Pemikiran kategorisasi Sekolah Islam ini bisa menjadi bahan menulis skripsi, tesis, artikel jurnal bahkan disertasi mungkin kalau memang nantinya menghasilkan sebuah teori katalogisasi baru. Mungkin dari pembaca-pembaca yang budiman kalau ada yang mau berkolaborasi saya siap menjadi mitra penelitian, soalnya saat ini (April 2018) saya belum ada urgensi penelitian.

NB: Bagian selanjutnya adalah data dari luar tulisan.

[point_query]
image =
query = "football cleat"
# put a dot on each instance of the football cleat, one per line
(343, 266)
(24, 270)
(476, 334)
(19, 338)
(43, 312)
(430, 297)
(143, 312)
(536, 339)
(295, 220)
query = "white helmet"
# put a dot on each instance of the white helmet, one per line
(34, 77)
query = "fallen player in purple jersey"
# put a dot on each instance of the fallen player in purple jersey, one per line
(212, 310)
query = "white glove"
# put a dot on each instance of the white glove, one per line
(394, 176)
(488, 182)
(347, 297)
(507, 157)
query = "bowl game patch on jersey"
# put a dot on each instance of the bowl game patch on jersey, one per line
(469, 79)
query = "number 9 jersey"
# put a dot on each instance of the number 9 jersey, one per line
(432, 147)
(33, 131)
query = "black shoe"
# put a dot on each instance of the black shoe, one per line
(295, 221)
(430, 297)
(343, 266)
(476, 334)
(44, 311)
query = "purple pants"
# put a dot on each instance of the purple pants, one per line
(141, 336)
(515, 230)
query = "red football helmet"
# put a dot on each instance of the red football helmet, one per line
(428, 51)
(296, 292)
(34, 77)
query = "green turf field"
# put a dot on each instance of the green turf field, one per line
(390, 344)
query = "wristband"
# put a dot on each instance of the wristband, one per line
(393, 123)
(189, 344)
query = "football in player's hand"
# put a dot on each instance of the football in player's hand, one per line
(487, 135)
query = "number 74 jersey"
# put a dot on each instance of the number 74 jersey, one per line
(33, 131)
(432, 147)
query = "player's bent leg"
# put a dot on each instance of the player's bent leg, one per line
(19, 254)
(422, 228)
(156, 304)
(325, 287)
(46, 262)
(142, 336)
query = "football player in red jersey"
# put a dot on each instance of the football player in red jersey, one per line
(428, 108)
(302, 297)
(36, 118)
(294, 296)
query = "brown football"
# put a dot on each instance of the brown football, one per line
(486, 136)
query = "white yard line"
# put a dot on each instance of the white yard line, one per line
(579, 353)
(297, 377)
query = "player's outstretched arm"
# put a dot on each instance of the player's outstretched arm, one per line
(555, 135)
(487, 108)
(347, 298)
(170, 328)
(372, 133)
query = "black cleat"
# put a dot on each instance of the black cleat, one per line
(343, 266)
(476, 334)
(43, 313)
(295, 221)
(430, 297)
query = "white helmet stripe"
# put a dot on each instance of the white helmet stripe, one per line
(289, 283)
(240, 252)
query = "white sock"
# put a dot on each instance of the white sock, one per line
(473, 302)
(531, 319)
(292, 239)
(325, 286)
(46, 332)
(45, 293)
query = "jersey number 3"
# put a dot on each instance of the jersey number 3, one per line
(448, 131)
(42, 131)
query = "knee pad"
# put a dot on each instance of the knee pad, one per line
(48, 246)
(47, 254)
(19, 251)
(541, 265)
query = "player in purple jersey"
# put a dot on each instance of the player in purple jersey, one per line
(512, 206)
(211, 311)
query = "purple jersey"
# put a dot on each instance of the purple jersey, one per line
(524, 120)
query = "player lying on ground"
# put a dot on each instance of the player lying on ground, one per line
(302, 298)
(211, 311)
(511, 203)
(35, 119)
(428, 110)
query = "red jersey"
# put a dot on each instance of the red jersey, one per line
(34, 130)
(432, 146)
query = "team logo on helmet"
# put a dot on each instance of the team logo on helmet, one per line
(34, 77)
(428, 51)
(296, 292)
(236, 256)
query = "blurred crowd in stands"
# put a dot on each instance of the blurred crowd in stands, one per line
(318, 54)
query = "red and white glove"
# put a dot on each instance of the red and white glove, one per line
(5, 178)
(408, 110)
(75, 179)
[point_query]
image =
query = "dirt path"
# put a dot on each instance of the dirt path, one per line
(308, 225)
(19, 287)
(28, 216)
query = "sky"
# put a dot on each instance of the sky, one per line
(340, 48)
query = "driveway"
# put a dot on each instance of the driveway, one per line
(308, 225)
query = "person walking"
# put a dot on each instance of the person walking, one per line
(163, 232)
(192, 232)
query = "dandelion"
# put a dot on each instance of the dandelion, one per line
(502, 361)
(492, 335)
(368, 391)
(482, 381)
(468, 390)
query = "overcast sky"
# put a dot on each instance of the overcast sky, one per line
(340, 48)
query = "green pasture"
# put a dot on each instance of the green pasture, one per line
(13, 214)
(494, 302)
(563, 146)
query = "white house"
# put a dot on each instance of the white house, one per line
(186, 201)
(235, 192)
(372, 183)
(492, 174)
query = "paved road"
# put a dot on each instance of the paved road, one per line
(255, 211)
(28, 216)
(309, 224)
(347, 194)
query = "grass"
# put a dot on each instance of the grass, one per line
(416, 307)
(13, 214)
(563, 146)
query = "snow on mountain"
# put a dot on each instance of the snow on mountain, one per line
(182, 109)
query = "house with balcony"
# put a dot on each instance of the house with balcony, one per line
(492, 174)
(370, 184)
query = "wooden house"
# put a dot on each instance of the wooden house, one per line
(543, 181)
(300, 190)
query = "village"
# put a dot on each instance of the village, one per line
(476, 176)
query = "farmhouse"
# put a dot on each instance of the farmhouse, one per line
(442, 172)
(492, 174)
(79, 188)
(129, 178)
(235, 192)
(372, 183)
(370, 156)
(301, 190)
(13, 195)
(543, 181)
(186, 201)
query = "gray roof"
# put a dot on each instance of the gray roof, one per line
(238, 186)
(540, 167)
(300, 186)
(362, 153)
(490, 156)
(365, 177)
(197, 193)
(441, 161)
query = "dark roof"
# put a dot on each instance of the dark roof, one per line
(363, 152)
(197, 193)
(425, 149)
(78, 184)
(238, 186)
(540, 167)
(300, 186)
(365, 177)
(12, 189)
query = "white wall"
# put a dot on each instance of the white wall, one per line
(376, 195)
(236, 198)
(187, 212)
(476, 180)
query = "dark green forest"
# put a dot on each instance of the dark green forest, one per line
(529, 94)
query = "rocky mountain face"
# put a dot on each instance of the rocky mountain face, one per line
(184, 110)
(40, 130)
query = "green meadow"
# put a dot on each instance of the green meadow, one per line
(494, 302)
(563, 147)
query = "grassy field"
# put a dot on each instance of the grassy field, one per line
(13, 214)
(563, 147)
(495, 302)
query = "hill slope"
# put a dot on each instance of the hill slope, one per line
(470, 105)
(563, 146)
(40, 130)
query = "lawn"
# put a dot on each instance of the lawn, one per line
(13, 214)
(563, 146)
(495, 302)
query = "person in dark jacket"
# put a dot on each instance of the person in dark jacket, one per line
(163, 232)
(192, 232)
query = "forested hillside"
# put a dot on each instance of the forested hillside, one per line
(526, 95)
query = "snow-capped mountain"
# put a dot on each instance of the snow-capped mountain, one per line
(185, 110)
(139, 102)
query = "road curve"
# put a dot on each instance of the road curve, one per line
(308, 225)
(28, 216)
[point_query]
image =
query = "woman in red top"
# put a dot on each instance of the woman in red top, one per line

Baiklah, cukup curhatnya sekarang kita mulai diskusi lagi, berikut studi pendahuluan katagorisasi menurut beberapa buku yang pernah saya baca dan pengalaman di dunia pendidikan yang singkat ini. (Perlu diketahui ini belum menjadi hasil riset, hanya perenungan di malam yang sunyi ditemani secangkir kopi nikmat). Sedikitnya ada 4 macam cara sekolah menyematkan label Islam, yaitu sebagai  syarat formalitas saja, sebagai budaya, ada hubungan dan komunikasi dengan pelajaran tertentu, terintegrasi penuh antara kurikulum sekolah dan pesantren.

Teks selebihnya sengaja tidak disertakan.